Pieces starts in 1942, when a young boy is caught putting together a jigsaw puzzle of a nude woman by his mother. The mother yells at the boy and starts to gather up all of his filthy magazines and books, but the young boy stops her with an axe to the head. When the police arrive, the boy hides in a closet, pretending to have been in there during the entire murder. Forty years later, a psycho killer with a chainsaw is stalking young women on the campus of a Boston college. A couple of policemen, named Lieutenant Bracken (Christopher George from Graduation Day and City of the Living Dead) and Sergeant Holden (Frank Baña from Return of the Evil Dead and The Pod People), are assigned to the case, and they quickly enlist the help of a student named Kendall (Ian Sera from Mystery on Monster Island and The Pod People) to assist with the investigation. One of the first things that they notice about the bodies is that none of them are complete; each one of them is missing a body part. With no leads, they plant an undercover female officer named Mary (television staple Linda Day) in the school to help flush the killer out. Girls are dying left and right as the motley group of investigators tries to catch the murderer before he strikes again.
The script for Pieces was a collaborative effort between producer Dick Randall (The Mad Butcher, Slaughter High) and “John Shadow,” one of the dozens of aliases used by the prolific Joe D’Amato (who wrote The Hobgoblin and Rocco’s Ghost as well as several of the erotic Emanuelle movies). Respected Spanish director Juan Piquer Simón (Slugs: The Movie, Mystery on Monster Island) added a lot of blood, guts and a couple of his go-to actors, and one of the most unforgettable horror films ever made was born. In many ways, Pieces is brilliant – the jigsaw puzzle and the missing body parts is a great plot device, making the movie part Frankenstein and part The Texas Chain Saw Massacre.
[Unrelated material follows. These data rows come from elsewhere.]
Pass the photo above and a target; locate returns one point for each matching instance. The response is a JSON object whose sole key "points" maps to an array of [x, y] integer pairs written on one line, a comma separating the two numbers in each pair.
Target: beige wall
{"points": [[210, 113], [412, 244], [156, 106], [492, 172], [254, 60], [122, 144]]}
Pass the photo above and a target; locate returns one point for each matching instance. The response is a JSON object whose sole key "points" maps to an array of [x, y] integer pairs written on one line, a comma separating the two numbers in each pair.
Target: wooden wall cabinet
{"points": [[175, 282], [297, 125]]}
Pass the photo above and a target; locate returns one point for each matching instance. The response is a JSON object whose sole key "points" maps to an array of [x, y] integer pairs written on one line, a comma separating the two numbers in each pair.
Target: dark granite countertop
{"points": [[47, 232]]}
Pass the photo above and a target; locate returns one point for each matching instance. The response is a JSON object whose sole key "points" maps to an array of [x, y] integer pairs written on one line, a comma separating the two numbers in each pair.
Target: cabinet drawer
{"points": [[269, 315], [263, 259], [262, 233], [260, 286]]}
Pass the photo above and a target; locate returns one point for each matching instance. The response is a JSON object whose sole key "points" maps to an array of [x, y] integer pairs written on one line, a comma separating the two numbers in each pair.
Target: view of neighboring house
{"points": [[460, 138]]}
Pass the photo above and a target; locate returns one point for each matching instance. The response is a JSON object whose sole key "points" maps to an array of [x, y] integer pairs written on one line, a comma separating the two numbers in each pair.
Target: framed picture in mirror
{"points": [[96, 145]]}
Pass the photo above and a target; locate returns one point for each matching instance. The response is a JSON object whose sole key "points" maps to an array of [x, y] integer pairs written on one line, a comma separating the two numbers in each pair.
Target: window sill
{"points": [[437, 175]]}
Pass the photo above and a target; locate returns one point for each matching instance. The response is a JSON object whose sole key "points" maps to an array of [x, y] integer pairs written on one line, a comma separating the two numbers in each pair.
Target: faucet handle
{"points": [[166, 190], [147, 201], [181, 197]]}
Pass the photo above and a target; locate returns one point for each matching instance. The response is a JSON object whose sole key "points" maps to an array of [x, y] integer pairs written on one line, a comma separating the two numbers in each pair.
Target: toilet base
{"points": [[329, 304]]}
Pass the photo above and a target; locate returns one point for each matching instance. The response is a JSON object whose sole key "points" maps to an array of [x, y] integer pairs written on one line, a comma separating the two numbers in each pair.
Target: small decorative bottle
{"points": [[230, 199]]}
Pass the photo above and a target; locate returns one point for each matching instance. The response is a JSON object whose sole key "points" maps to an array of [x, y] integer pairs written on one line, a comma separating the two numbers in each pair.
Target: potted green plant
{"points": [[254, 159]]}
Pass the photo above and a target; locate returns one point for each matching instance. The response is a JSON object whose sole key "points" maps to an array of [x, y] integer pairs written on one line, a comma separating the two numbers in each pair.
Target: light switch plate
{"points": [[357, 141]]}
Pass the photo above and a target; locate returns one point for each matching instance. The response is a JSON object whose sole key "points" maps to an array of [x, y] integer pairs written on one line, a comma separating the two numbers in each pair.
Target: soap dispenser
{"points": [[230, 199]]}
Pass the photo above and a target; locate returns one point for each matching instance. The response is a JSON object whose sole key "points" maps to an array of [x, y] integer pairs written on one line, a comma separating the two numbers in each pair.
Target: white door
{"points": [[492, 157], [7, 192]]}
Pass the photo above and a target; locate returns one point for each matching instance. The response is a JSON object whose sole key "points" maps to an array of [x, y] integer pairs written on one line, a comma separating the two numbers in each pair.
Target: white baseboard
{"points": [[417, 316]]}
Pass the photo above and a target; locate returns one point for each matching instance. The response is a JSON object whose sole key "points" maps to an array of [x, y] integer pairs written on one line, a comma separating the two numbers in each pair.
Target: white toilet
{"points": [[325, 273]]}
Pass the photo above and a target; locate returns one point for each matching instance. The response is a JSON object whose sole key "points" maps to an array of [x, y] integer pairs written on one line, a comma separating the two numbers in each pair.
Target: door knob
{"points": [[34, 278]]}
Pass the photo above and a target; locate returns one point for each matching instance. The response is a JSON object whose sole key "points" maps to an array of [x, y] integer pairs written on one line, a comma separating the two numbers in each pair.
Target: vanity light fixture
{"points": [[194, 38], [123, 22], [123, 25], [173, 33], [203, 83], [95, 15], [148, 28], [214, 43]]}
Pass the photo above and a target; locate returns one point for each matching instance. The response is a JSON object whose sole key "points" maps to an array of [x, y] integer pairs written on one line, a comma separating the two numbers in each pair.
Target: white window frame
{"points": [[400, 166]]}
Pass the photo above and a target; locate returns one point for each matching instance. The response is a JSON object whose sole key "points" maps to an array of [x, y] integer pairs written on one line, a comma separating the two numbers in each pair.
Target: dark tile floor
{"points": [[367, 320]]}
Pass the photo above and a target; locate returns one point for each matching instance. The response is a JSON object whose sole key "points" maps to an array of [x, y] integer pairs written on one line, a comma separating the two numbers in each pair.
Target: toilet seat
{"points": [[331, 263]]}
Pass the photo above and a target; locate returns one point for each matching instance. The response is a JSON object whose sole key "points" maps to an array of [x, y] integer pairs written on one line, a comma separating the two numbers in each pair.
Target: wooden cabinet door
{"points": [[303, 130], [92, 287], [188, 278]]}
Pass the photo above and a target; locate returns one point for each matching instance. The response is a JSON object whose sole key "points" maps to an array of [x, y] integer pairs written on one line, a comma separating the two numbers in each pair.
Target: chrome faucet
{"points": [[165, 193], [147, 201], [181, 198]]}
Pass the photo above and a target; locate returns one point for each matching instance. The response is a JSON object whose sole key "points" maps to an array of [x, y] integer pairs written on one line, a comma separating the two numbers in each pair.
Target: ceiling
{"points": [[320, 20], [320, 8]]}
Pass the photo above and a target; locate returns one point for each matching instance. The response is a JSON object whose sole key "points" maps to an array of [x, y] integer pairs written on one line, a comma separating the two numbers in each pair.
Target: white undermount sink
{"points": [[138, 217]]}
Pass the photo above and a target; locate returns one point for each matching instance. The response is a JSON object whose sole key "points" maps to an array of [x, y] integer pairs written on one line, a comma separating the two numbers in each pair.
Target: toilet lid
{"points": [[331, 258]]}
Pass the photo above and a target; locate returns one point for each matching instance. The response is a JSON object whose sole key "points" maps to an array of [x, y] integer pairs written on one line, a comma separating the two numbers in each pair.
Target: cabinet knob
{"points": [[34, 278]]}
The movie is a mystery disguised as a slasher film, as the entire film is more of a who-dun-it than a we-gotta-get-away.
Pieces was shot in Simón’s home town of Valencia in Spain, although it is set in Boston. Most of the crew is Spanish, but most of the actors are American and the locations are generic, so the film has an authentic feel. It’s a foreign film that pretends to be American, and it takes influences from both American and Spanish horror as well as the Italian “giallo” cinema popularized by Dario Argento. Pieces was cheaply made, and has the look and feel of a student film, complete with bad jokes, horrible dialogue and bloody effects. What Pieces lacks in production value is made up for in sheer gore and a surprisingly clever plot. Randall and Simón prove that a lot of money is not needed to create an entertaining film.
There is a lot of unforgettable imagery in Pieces. The opening scene where the young boy is caught with the dirty puzzle is as disturbing today as it was in 1982. In another scene, the killer inexplicably decides to use a knife instead of a chainsaw to kill a girl on a waterbed, her blood mixing with the water from the punctured mattress by the end. In still another classic scene, the killer chases a victim through a locker room (topless, of course) until he corners her in a bathroom and cuts her right in half, but not before she wets herself in fear. And the final scene, well, anyone who’s seen it will never forget it. Ever.
Pieces is one of the most underrated horror films of all time. Though often overshadowed by slicker, more expensive slasher films, it is a film that should be seen at least once by everyone. Once may be all it takes; it won’t be forgotten.